# Please help me get back online!



## maryassad (Dec 26, 2008)

The Internet Explorer that came with my new laptop was having problems, so I just stupidly removed it in "uninstall programs" to try to rectify this.

However, now I've realised I cannot get back onto the internet in order to download it again - as I've got rid of the medium to do so!! Doh! Can anyone help?


----------



## jjamo5 (Dec 26, 2008)

Try to acsess microsoft or windows update program in the start menu on your pc,I sorta did the same on my desk top


----------



## dm01 (Oct 10, 2006)

Start => Settings => Control Panel => Add/Remove Programs +> Add/Remove Windows Components

Check the box for Internet Explorer.


----------



## maryassad (Dec 26, 2008)

Thanks so much for your help!
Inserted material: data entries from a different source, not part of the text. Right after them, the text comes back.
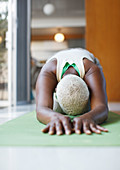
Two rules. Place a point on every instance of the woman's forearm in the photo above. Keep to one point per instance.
(45, 115)
(98, 114)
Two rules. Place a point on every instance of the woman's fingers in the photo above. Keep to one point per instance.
(77, 127)
(94, 129)
(86, 128)
(46, 129)
(59, 128)
(101, 128)
(67, 126)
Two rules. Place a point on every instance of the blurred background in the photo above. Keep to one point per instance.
(31, 31)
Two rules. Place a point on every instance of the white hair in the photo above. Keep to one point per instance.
(72, 94)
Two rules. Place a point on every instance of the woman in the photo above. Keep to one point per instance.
(83, 64)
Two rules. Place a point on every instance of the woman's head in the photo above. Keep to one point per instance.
(72, 94)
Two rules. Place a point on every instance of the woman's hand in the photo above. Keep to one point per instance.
(59, 126)
(86, 125)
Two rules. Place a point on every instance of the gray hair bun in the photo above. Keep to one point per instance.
(72, 94)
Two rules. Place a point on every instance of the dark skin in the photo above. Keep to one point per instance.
(57, 123)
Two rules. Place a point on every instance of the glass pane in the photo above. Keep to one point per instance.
(3, 52)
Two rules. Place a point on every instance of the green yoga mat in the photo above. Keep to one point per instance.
(26, 131)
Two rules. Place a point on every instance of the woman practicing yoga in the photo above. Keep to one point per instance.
(72, 83)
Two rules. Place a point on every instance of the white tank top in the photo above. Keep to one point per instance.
(74, 55)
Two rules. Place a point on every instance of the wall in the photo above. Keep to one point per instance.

That worked ray:

I was wondering if you would also be able help with my other problem?

The internet explorer with the problem was Explorer 8 Beta. Everytime I would click to open another 'tab', it would keep 'clicking' and jumping erratically until I closed the second tab. 

The laptop I'm using is a mini Toshiba so perhaps it is not compatible with it (as the machine did come with a lower version before I tried upgrading)

What do you think?

I have found online someone else with the same problem which describes it perfectly


----------



## Inactive (Apr 11, 2005)

maryassad said:


> I have found online someone else with the same problem which describes it perfectly


you would be better off describing your problem here. a link to somewhere else is distracting and that topic can lead off in a different path which just adds to the confusion.


----------